Dean had been ashamed of his sexuality, trying his hardest to find a way out of it. Being bisexual, it was pretty easy to hide. He could sleep with any girl he wanted, having done so since high school. He kept his head down, did as he was told, Dean was a good son. Then he met him, the man that changed everything. The man that caused Dean to stop smoking, the man that believed in him when nobody else would; the man who held him as his brother left. The sound of the door slamming had filled his ears and it was rough. Hard to endure alone without a bottle of Jack but then he was there. Castiel Novak was always there.

That was the first night the two of them had kissed. The kiss was rough, passionate, demanding for attention in a world where both men had just recently lost a brother to distance, to fate and chance. They had found their attention, their solace in one another and as Dean laid there, Castiel's warm breath against his neck and hand on his chest was enough to tell Dean that he didn't care anymore. He just wanted Castiel. And he had him for five years, five long wonderful years of the two of them sharing kisses that were sweet, kisses that were angry, passionate and hungry kisses. But then Sam came back and Dean shied away, he looked the other way, pretended he didn't want to feel Cas' lips on his.

When the cancer came, it took them both by surprise. It was a cancer of the blood; one Cas knew he wouldn't survive. Dean would press kisses to his forehead when Sam wasn't around and even press a few sad ones to his lips but Castiel didn't want that. "Kiss me like you used to…" he would say, demanding that he wasn't broken. Just sick. But as the distance grew between them and the kisses turned to pecks, back into nothing at all, he got sicker. It was the Tuesday after Christmas and Dean had been five minutes too late to the hospital. He didn't get the chance to spend Christmas with him.

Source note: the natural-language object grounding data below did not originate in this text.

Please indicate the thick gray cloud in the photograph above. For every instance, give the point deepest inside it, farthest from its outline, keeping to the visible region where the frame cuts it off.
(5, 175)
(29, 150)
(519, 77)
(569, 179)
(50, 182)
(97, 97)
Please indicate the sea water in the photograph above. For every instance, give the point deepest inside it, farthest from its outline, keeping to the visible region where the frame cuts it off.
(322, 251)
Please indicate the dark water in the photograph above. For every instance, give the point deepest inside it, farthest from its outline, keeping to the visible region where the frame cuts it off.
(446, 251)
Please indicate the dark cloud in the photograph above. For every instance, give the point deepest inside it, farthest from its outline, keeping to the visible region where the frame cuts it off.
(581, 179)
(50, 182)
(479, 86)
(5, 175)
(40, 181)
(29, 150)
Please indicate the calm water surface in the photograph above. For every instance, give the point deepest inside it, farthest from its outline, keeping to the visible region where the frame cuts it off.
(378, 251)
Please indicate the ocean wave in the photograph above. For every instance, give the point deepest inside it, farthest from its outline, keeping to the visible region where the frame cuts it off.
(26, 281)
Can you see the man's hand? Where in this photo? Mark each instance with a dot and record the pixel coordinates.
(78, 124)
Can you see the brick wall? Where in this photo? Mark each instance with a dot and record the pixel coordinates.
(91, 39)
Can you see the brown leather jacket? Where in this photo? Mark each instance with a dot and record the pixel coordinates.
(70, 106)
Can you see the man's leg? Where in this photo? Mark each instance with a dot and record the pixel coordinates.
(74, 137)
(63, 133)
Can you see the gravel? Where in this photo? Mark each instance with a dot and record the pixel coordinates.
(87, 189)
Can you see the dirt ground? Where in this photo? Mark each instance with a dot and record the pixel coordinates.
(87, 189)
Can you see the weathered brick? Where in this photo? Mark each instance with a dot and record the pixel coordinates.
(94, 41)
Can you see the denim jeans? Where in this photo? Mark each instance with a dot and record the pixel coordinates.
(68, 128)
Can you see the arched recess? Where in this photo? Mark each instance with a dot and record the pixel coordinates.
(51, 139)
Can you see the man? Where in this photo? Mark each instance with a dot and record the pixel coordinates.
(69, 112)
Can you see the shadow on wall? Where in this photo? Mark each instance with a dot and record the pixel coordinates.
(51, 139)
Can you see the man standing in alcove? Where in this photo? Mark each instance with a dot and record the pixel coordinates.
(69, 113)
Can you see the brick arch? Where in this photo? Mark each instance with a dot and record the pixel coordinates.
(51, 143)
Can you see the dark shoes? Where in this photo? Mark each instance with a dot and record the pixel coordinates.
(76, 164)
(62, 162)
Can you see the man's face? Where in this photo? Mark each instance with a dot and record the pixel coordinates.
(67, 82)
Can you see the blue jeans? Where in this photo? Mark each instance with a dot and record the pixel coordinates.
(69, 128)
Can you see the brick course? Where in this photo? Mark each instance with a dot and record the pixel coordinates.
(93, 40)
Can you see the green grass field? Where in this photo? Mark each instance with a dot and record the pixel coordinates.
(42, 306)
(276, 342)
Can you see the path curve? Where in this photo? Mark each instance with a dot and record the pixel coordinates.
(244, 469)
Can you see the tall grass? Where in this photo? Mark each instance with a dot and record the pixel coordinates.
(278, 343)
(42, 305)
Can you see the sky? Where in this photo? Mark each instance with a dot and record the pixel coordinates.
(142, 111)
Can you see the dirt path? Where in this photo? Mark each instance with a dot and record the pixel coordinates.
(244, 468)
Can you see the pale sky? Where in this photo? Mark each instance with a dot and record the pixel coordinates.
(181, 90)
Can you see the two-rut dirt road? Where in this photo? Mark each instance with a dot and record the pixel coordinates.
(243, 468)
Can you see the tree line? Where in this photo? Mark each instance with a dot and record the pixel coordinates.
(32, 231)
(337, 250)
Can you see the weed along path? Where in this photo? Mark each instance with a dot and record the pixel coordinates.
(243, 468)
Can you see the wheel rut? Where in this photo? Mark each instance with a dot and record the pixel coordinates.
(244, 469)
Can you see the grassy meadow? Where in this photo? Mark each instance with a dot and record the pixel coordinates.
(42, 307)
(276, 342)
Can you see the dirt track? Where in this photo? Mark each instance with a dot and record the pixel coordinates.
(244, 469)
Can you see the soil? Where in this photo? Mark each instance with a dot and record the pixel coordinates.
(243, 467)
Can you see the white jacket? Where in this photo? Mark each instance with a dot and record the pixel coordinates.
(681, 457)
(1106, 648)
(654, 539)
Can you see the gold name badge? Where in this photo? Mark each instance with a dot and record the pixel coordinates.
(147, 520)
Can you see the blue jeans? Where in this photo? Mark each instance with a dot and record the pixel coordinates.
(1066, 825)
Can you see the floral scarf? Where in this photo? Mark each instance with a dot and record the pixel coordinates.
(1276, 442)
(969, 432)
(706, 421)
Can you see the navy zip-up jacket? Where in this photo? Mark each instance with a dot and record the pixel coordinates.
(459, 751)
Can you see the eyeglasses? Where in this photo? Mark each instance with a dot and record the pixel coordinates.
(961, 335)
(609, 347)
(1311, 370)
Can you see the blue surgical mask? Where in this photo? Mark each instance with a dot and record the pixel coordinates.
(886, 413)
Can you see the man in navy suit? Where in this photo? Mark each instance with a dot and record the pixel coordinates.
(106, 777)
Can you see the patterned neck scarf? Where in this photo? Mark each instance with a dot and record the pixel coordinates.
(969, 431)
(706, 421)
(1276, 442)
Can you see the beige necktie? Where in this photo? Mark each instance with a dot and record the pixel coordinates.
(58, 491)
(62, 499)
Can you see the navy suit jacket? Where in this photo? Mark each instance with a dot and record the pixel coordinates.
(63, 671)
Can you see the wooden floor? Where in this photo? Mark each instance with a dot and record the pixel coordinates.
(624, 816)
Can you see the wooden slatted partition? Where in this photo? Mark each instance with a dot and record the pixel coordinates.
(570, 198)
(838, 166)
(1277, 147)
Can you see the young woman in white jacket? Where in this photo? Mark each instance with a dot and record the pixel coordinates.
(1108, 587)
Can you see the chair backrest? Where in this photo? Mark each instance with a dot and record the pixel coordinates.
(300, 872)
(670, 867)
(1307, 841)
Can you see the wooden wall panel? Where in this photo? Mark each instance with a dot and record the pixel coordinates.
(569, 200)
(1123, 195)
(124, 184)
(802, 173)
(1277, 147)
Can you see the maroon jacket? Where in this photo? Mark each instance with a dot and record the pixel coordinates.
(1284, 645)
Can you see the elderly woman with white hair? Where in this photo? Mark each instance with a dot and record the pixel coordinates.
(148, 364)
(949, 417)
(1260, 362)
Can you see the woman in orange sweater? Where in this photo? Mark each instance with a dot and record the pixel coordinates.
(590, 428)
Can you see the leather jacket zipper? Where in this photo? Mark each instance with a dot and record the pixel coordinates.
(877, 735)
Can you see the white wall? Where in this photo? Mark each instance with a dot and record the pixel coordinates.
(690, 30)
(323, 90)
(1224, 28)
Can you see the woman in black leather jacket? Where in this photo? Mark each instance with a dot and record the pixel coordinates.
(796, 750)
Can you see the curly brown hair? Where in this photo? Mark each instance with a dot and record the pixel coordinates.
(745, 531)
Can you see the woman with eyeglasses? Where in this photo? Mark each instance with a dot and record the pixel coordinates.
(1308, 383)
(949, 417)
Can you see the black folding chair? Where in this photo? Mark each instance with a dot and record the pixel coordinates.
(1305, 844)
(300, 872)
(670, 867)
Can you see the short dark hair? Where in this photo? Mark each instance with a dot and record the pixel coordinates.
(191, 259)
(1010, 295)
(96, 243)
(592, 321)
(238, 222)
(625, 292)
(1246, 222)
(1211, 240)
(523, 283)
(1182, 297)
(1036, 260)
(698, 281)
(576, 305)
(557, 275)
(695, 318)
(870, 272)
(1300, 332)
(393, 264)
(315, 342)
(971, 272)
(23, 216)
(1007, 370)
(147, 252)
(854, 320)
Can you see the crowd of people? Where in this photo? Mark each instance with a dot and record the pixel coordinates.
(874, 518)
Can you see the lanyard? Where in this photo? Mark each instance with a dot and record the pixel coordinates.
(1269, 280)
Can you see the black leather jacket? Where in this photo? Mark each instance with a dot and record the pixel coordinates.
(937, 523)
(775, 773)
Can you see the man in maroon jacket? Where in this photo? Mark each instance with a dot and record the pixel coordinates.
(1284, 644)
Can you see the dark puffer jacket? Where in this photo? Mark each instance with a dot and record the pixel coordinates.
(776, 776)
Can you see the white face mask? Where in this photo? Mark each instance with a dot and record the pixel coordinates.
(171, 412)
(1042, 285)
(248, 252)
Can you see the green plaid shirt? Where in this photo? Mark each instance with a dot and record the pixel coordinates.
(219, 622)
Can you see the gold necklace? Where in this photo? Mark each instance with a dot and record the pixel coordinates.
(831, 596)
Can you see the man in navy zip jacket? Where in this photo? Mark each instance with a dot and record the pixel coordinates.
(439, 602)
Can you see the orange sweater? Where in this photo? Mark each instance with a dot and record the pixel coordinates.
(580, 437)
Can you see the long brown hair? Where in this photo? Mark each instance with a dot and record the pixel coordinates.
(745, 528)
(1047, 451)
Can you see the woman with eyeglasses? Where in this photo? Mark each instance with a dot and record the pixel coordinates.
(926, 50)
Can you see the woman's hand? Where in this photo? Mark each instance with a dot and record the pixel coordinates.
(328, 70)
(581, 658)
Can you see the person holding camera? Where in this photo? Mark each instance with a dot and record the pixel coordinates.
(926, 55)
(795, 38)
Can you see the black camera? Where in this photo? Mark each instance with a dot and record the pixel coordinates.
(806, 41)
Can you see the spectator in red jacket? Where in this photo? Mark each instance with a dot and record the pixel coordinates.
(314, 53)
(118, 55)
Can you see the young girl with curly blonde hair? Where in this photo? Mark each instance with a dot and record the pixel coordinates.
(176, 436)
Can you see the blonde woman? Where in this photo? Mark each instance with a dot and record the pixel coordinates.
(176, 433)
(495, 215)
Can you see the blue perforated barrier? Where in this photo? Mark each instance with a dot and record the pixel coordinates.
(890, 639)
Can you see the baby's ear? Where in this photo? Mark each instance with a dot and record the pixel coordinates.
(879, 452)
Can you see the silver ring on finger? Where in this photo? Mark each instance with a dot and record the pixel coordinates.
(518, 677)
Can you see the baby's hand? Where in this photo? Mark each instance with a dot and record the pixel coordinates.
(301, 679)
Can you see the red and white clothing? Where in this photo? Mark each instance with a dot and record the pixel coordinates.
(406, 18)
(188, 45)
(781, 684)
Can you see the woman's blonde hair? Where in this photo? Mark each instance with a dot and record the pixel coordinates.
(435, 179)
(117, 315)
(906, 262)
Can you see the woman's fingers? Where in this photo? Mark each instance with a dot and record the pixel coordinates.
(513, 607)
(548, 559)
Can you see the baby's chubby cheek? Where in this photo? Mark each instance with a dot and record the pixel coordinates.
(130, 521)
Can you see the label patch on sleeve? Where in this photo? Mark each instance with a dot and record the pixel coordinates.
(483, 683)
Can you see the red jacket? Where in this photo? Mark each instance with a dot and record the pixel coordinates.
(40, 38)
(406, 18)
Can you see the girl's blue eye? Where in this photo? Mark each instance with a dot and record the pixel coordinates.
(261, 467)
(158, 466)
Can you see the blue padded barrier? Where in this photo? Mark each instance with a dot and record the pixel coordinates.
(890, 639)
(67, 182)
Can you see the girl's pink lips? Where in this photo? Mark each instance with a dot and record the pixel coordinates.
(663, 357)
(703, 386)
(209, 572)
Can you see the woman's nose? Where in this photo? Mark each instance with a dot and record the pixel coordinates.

There on the headstone it read his name, his Castiel Novak gone. Standing there and shoving his hands in his pockets as the reality finally sunk him, swallowing hard with one thought in mind. One thought alone….

I wish I kissed you longer.

Dean pulled the small red box out of his pocket and dug a tiny hole in the ground where the ring now lay alone in dirt, growing as cold as their love. But even as he left the cemetery, a thought came to his mind once more.

We'll meet again soon, Cas. Promise.